Germany’s deputy conservative party leader, Volker Bouffier, told Die Welt newspaper on Saturday that a planned financial transaction tax (FTT) is unlikely to go ahead.
“I don't see us introducing a financial transaction tax,” reportedly said Bouffier, a member of the right-leaning Christian Democratic Union (CDU), which is currently negotiating a coalition government with the left-leaning Social Democrats. He added the tax would “have devastating consequences” for Germany’s financial centers.
The tax – commonly called the Tobin tax after economist James Tobin who first proposed the idea in the 1970s – would impose a 0.1 percent levy on most equity and debt transactions starting in early 2014.

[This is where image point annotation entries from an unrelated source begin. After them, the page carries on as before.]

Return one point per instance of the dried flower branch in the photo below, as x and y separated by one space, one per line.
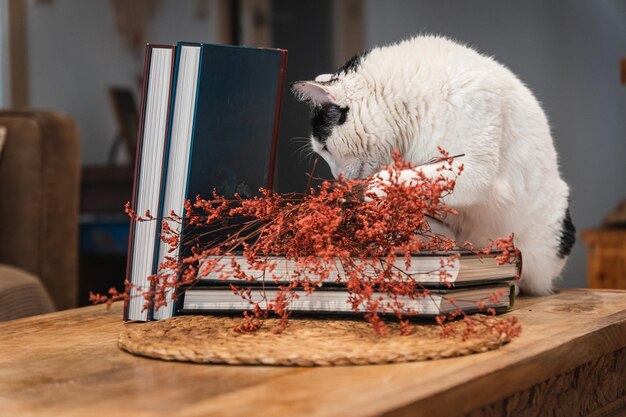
340 227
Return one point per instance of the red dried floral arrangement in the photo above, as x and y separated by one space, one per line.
342 220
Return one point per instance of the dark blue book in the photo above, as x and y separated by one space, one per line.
223 127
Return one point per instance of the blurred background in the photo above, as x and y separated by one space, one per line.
85 59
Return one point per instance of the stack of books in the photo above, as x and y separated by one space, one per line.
209 120
474 283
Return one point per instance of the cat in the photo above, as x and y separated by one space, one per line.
428 92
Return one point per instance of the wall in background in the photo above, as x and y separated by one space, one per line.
568 54
75 53
4 53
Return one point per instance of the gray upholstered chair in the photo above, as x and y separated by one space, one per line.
39 197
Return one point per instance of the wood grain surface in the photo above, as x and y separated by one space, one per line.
68 364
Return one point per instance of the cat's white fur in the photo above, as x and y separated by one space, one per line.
429 91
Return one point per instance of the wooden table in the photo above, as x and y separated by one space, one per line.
570 358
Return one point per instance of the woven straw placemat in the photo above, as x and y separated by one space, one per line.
305 342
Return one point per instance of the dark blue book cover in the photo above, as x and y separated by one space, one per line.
236 120
234 130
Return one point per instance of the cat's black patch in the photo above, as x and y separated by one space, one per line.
353 63
568 235
325 117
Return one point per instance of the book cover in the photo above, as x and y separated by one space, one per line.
224 126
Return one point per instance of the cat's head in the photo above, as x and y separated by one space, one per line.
351 129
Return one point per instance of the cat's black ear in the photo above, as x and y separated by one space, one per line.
312 92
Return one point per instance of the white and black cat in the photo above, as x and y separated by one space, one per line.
429 91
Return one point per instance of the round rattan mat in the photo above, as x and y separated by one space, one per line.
305 342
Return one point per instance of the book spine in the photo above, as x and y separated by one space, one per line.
277 109
176 300
164 163
137 168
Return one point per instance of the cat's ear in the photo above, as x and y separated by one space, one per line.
323 78
312 92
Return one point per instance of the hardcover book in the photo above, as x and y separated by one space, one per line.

Bouffier’s message represents a turnaround from reports made last week that said senior politicians in the CDU and Social Democrat parties agreed to push for the FTT, which was due to be enforced in 11 countries including Germany in early 2014.
The tax was to be enforced through “enhanced cooperation” – a term describing nine or more EU member states deciding to move ahead with an initiative proposed by the Commission once it proves too difficult to reach unanimous agreement in all member states.

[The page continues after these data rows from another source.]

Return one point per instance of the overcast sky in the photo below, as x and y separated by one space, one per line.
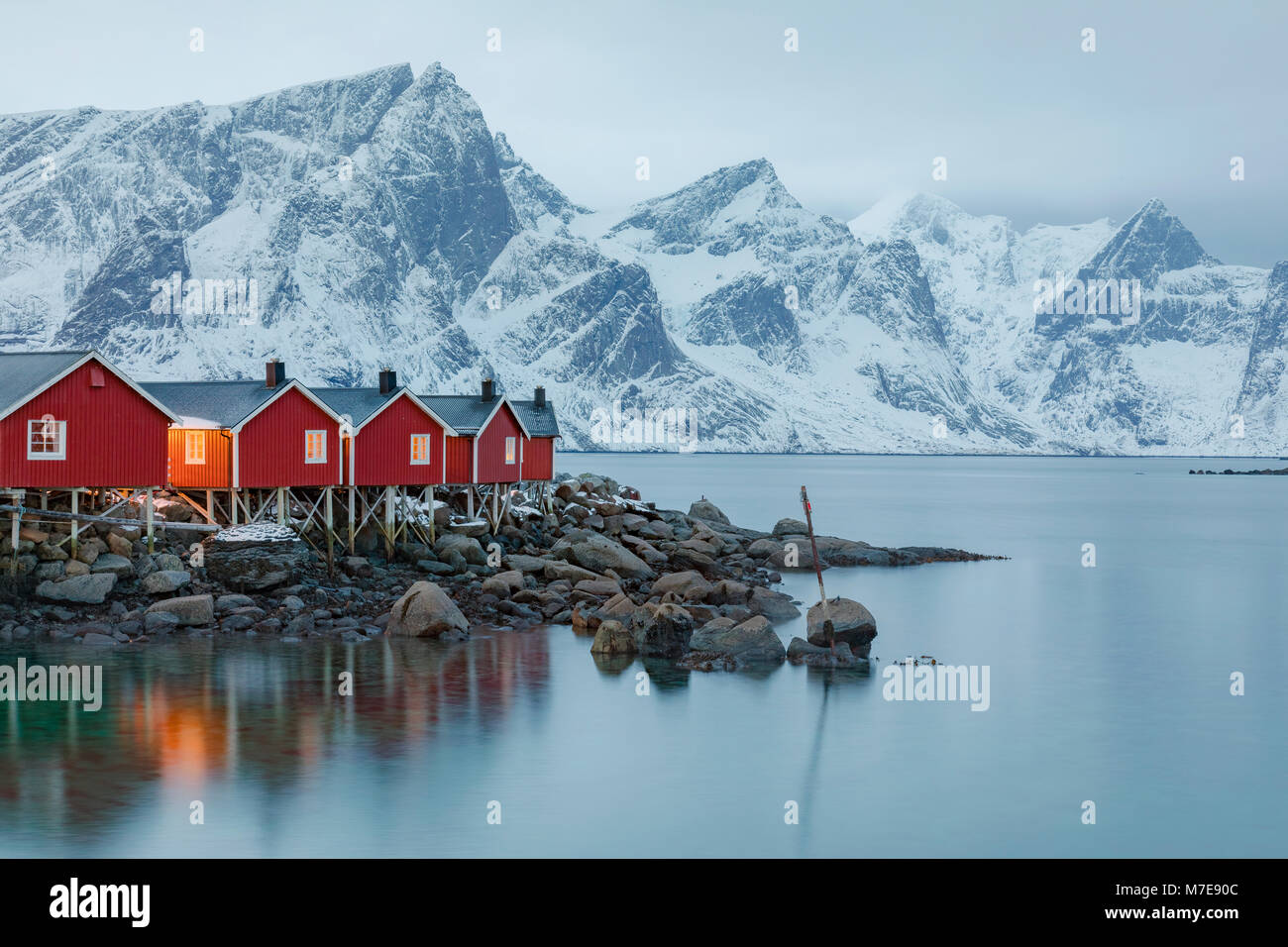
1030 127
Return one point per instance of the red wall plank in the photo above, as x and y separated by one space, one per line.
539 457
490 449
217 474
270 446
460 459
382 457
115 436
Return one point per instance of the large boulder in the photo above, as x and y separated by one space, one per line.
774 605
802 652
707 510
254 565
721 642
612 638
597 553
89 590
661 630
163 581
425 611
850 620
189 609
467 547
688 585
112 564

But efforts to impose the tax were weakened in September after Brussels' own legal experts claimed such a tax would be illegal in a leaked memo.
Because only 11 of the 28 EU members signed on to the controversial tax, it would be “discriminatory and likely to lead to distortion of competition to the detriment of non-participating member states,” according to the memo.

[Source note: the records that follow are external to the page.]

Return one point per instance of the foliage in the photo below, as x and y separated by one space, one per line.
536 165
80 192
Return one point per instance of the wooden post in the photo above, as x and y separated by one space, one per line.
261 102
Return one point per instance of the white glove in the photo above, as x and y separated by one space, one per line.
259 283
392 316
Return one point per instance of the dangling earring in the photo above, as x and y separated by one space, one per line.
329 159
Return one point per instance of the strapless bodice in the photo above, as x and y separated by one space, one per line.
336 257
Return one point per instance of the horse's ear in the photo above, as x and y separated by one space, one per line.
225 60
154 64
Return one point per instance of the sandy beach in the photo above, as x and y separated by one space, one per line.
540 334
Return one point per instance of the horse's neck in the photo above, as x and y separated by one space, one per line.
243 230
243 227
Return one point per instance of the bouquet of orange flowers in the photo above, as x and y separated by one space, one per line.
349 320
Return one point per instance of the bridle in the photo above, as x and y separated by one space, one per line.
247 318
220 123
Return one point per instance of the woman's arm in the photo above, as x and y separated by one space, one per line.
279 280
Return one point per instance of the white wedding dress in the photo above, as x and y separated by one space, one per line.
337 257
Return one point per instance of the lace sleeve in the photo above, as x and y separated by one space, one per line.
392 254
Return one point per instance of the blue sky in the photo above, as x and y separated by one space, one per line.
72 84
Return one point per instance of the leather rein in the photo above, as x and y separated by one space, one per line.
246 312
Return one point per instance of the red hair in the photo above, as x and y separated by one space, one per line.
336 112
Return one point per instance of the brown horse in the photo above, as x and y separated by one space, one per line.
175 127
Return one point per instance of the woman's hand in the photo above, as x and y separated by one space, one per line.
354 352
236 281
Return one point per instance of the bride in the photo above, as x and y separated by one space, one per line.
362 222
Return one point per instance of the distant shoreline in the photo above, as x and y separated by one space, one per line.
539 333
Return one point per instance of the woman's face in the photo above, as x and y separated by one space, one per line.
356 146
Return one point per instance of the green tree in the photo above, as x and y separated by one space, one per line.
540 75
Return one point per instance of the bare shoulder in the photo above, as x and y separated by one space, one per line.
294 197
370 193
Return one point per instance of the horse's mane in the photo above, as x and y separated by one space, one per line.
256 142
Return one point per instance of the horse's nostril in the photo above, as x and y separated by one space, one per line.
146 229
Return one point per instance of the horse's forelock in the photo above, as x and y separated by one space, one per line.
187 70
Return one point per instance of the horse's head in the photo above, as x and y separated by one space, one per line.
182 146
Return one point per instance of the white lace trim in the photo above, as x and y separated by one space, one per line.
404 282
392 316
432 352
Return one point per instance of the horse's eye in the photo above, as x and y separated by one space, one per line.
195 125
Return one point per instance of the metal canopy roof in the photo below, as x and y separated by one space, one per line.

Critics have often questioned the legality of the tax due to its territorial overreach of power, as PE Manager previously reported. The tax would apply on transactions passing through both participating and non-participating EU jurisdictions.
“They're not just taxing their own – they're taxing investors and financial institutions across the EU and beyond,” said Clifford Chance tax partner, Dan Neidle. “There is a serious question whether this kind of extra-territorial taxation is consistent with EU treaties.”
Private equity fund managers feared “the tax would… hit transactions by private equity fund managers when purchasing or selling shares, bonds or options in portfolio companies”, said Mark Stapleton, of law firm Dechert, when the tax was originally floated.